A reduction of the amount of RNA pol II does not suppress the growth defect of the rat8-2 mutant
We considered the possibility that truncated Rpb2tp might cause a reduction in RNA pol II activity, as a result of the presence of non-functional RNA pol II holoenzymes (those containing the truncated Rpb2tp) competing with functional ones. To check if a reduction of the amount of different subunits of RNA pol II would be able to suppress the growth defect shown by the rat8-2 mutant at restrictive temperature, we tested strains in which the promoters of different RNA pol II subunits had been replaced by the regulatable tetO promoter. Figure 2 shows that strains expressing the RPB1, RPB2 or RPB7 genes under the control of the tetO promoter were able to grow to different extents at low doxycycline concentration (1 μg/ml). However the reduction of RPB1, RPB2 and RPB7 expression further impaired, rather than enhanced, the growth defect of the rat8-2 mutant at the semi-restrictive temperature. In addition, we observed that deletion of the non-essential RPB9 gene also had a negative effect on the growth of rat8-2 at 34°C (data not shown). Therefore, these findings demonstrate that reducing the amount of RNA pol II is not sufficient to suppress the growth defect of rat8-2.
Genetic interactions of mRNA export factor mutants with components of RNA pol II general transcription factors (GTFs)
The suppression of dbp5/rat8 mutations by mutations in SSL1, encoding a subunit of TFIIH  prompted us to analyze the genetic interactions of rat8-2 with other general transcription factors (GTFs). We replaced the promoter of the TFIIH-component TFB1 with the doxycycline-repressible promoter containing tetO. As shown in Figure 3A, the partial depletion of Tfb1p alleviated the growth defect of the rat8-2 mutant at 34°C.
Next, we analyzed the genetic interactions between rat8-2 and mutants affecting TFIIA and TFIIB. We tested the TFIIA components encoded by the TOA1 and TOA2 genes. In the case of TOA1, we combined the rat8-2 mutation with toa1-2, an allele isolated as suppressor of a defect in NC2 function . As it has been mentioned above, mutations of dbp5 were found to be synthetically lethal with mutations in the gene encoding the NC2-component Bur6p. In the case of Toa2p, we used four different single point mutants of TOA2. Both rat8-2 toa2 (Figure 3B) and rat8-2 toa1 (Figure 3C) double mutants grew notably more slowly at semi-restrictive temperature than the single mutants. Similarly, we observed that rat8-2 was synthetically lethal at 30°C with a temperature sensitive allele of SUA7 (sua7-4), encoding TFIIB , although both single mutants grew well at 30° (Figure 3D and data not shown).

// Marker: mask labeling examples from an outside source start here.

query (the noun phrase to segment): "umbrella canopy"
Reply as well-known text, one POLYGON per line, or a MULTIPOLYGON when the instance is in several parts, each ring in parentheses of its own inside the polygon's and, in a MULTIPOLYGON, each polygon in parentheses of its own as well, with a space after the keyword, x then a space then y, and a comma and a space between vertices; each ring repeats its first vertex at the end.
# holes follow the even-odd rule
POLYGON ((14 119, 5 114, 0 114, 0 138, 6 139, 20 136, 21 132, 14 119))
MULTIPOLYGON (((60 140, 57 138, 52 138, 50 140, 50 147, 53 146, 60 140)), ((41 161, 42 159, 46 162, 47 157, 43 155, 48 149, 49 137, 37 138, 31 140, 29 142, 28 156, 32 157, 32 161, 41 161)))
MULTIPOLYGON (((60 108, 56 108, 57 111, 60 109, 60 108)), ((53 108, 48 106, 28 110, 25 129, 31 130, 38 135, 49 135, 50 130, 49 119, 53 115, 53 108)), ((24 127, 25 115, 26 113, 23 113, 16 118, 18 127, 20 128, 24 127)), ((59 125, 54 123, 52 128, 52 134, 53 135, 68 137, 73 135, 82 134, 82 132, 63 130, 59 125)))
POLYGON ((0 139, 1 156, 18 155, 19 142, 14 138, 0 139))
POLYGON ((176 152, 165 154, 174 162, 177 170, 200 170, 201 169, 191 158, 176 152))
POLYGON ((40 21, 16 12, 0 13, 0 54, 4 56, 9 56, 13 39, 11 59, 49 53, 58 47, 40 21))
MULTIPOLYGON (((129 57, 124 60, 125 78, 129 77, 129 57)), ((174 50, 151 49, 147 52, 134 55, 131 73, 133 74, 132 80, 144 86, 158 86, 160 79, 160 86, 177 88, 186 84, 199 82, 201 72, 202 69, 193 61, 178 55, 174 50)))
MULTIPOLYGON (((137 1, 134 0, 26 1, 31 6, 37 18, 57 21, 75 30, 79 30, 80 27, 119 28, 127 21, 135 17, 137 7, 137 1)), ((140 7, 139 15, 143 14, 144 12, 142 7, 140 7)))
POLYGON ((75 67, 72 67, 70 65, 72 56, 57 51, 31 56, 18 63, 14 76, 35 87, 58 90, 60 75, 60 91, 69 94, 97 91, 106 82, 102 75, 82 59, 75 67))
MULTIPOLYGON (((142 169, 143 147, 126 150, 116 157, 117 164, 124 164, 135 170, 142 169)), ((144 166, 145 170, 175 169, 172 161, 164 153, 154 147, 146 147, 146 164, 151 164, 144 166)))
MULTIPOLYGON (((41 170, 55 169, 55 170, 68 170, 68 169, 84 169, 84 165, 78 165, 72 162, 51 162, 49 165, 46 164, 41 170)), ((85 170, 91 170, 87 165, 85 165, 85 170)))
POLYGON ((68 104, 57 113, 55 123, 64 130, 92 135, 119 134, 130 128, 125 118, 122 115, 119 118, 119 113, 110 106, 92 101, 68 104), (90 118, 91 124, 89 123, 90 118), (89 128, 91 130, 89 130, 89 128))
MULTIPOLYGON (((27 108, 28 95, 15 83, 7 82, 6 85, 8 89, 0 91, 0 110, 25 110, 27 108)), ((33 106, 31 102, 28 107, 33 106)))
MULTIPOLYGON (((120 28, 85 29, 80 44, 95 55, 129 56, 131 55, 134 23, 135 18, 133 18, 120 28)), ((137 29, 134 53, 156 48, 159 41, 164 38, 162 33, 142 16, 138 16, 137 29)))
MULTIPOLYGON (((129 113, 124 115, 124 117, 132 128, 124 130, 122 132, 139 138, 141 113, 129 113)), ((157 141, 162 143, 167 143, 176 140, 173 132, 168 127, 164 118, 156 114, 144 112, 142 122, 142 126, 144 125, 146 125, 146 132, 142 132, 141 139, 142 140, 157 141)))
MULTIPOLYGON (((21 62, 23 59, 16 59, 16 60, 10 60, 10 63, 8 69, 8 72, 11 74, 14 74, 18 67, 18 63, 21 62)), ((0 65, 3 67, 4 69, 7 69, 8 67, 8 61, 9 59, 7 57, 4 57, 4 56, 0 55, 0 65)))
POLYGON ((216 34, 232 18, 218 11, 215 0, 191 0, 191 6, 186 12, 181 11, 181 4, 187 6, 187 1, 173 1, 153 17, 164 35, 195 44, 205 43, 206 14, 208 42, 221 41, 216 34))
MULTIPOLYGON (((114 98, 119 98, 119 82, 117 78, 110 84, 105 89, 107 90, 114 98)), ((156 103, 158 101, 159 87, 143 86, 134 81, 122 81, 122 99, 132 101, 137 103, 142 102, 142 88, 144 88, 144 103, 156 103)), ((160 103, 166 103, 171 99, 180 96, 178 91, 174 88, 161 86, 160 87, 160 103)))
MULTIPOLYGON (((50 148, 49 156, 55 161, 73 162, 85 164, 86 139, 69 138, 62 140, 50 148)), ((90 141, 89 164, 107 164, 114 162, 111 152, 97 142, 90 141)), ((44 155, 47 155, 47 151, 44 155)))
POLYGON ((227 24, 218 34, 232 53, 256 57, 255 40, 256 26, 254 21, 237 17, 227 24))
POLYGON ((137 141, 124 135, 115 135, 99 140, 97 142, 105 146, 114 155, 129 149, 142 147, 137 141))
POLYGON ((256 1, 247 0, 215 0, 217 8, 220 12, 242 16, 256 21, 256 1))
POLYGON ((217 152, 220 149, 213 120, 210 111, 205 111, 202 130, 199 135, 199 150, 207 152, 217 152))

Taken together, these genetic analyses indicate that the pattern of synthetic lethality and suppression cannot be explained by the simple model related to increasing or decreasing the overall amount of transcription.
Genetic interaction between ssl1 and mex67 mutants
Mutations in SSL1 partially suppress the growth defect of rat8-2 at semi-permissive temperatures but not at the restrictive temperature of 37°C (Figure 4A; ). We combined the thermosensitive ssl1-1 allele with yra1-1, sub2-85 and mex67-5 and analyzed the growth of the double mutants at the restrictive temperature of 37°C. As can be observed in Figure 4A, the combination of the wild type SSL1 and the ssl1-1 mutant allele partially suppressed the growth defect of the mex67-5 mutant at 37°C although suppression was not observed if only ssl1-1 was present, presumably because ssl1-1 cells cannot grow at 37°C  and mex67-5 cannot suppress its growth defect. A similar result was found for mex67-6, which has a stronger growth defect than mex67-5 (Figure 4B). In this case, the double mutant mex67-6 ssl1-1 grew slightly better than the single mex67-6 mutant at 34°C. The presence of wild type SSL1 in addition to ssl1-1 improved growth of mex67-6 at 34°C, but cells were still unable to grow at 37°C (Figure 4B).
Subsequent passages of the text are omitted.